Measure and track various metrics to guide my body fat percentage lower. Goal next year is to drop to 12% by various caliper measurements to justify cost of a DEXA scan and start fine-tuning. I've had to stop using keto sticks because they only test acetoacetate and I'm keto-adapted to where those drop off and I'm only producing beta-hydroxybutyrate as markers, and am looking for a home-based test that's accurate (the Abbott Labs unit on the market I didn't find to be accurate).

I stay mindful of the enormous amount of commercial inducement behind most food "programming" in public spaces now. It helped me learn and take control of my psychological conditioning to food, and makes it far easier to ignore most enticements to eat when I don't have to eat for nutritional needs. I also remind myself that in my work travels entertaining clients I've already eaten the absolute, quintessential best of nearly every kind of food one is likely to find in daily (and not-so-daily) life, and no matter what is placed in front of me, I don't need to eat it for entertainment/enjoyment value, only for nutrition. The only exceptions I will make to this are true once-in-a-lifetime culinary experiences like sushi at Sukiyabashi Jiro that I haven't done yet. Fasting is an enormous aid in reinforcing my mindfulness and attitude.

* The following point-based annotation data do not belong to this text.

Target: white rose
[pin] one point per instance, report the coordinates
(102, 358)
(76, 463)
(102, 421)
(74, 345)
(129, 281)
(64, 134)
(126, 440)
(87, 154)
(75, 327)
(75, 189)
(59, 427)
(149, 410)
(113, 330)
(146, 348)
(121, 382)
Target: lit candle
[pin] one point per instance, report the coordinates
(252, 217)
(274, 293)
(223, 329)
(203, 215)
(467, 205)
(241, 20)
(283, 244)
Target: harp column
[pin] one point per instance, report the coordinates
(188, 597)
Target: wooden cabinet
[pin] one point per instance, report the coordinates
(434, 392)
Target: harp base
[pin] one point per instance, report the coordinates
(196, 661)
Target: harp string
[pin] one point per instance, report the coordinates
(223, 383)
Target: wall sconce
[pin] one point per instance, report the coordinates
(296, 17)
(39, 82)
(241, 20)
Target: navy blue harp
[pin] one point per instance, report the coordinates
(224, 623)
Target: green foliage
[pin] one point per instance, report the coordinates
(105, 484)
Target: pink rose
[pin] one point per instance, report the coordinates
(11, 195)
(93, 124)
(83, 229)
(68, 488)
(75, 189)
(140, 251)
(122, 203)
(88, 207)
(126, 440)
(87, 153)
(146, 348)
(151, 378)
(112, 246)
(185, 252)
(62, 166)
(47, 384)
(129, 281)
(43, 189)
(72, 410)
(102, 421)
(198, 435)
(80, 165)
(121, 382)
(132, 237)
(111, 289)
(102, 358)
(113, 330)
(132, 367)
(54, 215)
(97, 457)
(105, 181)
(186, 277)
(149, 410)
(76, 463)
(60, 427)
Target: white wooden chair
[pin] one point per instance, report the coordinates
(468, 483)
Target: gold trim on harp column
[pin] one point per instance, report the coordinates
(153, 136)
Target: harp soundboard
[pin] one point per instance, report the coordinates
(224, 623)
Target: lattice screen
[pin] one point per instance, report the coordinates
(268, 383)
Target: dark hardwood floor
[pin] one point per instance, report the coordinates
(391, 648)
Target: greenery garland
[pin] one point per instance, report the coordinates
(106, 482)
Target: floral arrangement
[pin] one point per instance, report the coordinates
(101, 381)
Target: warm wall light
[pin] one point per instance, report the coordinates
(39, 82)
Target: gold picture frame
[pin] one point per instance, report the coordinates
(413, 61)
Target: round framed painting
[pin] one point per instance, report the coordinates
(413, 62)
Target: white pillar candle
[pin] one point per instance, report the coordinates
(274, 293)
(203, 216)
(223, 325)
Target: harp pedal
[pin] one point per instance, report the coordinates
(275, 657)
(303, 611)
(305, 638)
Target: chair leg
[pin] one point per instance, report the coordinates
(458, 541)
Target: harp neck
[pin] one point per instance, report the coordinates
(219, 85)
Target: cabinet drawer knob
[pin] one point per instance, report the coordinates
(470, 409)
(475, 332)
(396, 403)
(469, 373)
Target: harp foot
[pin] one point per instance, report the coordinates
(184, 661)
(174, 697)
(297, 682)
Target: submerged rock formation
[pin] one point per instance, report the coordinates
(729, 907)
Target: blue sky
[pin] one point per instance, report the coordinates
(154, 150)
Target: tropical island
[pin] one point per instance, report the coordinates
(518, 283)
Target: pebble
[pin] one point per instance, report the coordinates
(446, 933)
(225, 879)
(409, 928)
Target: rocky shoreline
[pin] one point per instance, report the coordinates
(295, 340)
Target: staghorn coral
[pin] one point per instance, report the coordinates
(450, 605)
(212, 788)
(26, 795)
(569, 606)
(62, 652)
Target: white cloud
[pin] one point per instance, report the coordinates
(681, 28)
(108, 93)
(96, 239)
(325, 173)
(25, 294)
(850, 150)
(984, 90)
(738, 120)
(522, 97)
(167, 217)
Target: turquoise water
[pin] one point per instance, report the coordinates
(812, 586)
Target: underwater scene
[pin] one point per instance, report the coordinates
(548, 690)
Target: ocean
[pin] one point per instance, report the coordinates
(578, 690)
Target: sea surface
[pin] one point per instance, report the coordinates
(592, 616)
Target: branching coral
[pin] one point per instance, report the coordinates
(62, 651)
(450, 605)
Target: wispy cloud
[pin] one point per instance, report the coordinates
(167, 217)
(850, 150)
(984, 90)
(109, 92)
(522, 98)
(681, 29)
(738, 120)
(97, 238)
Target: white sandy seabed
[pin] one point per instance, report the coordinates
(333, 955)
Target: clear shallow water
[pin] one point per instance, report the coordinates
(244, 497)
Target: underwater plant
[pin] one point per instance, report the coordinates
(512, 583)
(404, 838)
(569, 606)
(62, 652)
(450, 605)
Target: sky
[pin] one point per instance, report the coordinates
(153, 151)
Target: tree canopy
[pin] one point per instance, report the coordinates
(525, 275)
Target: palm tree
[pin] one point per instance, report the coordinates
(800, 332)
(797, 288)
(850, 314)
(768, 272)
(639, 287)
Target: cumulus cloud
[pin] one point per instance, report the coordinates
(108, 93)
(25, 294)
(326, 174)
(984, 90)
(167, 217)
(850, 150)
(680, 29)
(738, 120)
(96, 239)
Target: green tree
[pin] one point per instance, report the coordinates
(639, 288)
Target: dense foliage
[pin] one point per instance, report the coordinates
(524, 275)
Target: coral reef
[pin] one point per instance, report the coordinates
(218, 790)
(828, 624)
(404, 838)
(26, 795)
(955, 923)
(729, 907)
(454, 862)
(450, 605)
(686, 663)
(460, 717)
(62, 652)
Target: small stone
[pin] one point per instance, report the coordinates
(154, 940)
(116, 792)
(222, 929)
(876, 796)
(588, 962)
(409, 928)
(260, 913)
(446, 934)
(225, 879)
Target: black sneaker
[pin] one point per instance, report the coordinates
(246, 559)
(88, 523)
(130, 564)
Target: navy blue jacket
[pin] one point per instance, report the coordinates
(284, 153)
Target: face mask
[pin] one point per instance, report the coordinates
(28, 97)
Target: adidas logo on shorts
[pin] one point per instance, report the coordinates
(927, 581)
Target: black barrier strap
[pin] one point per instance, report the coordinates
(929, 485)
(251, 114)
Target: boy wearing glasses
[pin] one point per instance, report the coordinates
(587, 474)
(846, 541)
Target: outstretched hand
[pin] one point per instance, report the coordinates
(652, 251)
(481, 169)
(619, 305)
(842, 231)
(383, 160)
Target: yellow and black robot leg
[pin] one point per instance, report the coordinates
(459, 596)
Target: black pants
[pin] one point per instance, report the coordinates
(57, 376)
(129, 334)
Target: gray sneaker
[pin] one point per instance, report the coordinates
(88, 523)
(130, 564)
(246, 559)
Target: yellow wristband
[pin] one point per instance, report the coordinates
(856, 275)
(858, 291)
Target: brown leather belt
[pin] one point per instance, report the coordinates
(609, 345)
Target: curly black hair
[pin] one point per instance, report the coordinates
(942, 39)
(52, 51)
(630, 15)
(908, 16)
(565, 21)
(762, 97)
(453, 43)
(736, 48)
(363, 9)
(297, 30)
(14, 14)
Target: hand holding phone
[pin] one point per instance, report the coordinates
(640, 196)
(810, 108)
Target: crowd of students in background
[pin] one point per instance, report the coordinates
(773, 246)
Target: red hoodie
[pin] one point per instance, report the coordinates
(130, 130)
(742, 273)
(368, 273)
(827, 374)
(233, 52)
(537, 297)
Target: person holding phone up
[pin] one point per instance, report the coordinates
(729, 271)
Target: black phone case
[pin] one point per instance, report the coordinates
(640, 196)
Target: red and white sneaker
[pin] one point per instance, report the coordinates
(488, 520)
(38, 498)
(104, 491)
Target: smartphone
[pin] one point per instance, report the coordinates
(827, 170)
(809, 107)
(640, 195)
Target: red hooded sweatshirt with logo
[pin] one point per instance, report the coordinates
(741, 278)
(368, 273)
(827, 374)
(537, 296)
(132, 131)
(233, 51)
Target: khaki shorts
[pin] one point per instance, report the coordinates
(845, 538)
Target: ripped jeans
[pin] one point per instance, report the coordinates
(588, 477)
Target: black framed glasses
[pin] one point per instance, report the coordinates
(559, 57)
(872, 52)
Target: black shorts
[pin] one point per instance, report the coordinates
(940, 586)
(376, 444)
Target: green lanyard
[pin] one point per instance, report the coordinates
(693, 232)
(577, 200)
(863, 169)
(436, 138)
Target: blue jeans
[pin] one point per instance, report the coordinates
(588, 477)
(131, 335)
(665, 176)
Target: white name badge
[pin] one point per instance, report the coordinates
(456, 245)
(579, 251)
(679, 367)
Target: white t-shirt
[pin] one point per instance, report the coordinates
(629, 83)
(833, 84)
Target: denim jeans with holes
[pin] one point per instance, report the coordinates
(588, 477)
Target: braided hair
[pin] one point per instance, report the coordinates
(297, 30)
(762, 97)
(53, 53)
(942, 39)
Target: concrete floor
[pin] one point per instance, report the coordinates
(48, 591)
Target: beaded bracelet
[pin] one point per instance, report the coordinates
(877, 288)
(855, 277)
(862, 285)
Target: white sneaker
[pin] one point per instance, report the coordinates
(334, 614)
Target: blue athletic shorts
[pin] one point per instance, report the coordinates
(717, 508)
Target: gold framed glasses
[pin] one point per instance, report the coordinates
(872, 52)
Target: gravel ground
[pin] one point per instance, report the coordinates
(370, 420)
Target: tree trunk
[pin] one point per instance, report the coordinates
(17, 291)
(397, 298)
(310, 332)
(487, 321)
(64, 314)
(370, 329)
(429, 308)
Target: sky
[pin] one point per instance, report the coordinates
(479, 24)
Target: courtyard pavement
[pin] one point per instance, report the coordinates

I learned to eat to my macros and calculated TDEE requirements. I do once a week cooking of my proteins, portioning out during that session, and extremely simple meal plans. It helps that I'm not subject to taste fatigue; I don't mind at all eating the exact same menu for weeks and months on end. These days I will usually have sauteed ground beef (from the fattiest one I can find) in a patty form, broccoli florets (I cut what little stems I can find on even these florets, as that is the part that packs in a bunch of carbs), all cooked in bacon or beef grease, and grated Parmesan for Meal Type 1, and slow-cooked chicken breast and olive oil mayonnaise for Meal Type 2. I rapidly portion out the mayo, cheese and florets on a kitchen scale with a tare function. I will experiment with duckonnaise and baconnaise next, as I'm trying to move away from packaged foods where I can.

I look for the cheapest coupon offerings of proteins that I can find in the weekly circulars when I need to stock up, then buy an entire month's worth in a single trip, and cram it all in my deep freeze. Between this and once a week cooking, I have freed up a ton of time to enjoy with my family and not detract from my business.